Although Webnode gives users the ability to download their selected template, only e-commerce users that opt for the top-of-the-line Profi account have the ability to download their entire site. These users also have the ability to import and export data, which is a nice touch for serious e-commerce customers.

While Webnode offers tools and features that are more or less par for the course, the builder just seems to be caught between the old and the new worlds. There are two editors – one for personal and business templates that is slick, modern, and easy-to-use – and another for e-commerce templates that is ugly and complicated. The editors reflect their templates quite well because the personal and business templates seem to be well designed and quite functional.

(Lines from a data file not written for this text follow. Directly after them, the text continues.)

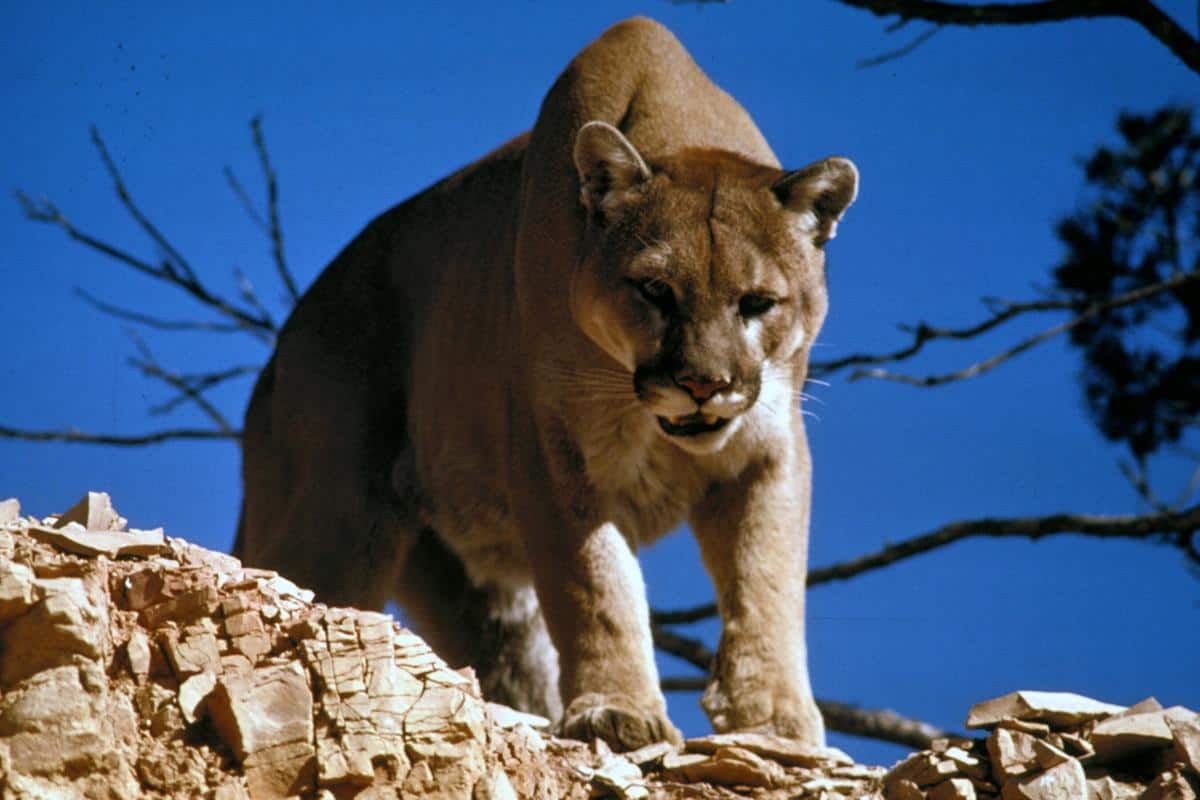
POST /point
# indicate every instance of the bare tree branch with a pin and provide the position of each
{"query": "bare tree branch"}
(149, 367)
(899, 53)
(1145, 13)
(175, 260)
(204, 382)
(174, 269)
(244, 198)
(1175, 527)
(273, 210)
(137, 440)
(154, 322)
(873, 723)
(924, 334)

On the other hand, the e-commerce templates are absolutely horrid, and without some major editing on your part, will give you a really unattractive and unappealing online store.

These dichotomies are present throughout Webnode. Its homepage is pleasing and modern, but as you dive deeper into the site, you find pages that appear to have been made a decade ago, with cheesy graphics and out-of-date fonts. There are strange dichotomies in the pricing department too – there are really great features for the various free plans that are available, yet some of the paid plans lack features that are pretty standard for fee-based plans with other website builders.
The result of all this is a feeling of being trapped between two worlds. Webnode seems to be interested in making strides to become a modern website building option, but there seem to be too many ties to the old version of the builder that prevent it from truly actualizing. This and the fact that there are major elements, like blogging, missing from the set of features, Webnode is behind the times in more ways than one.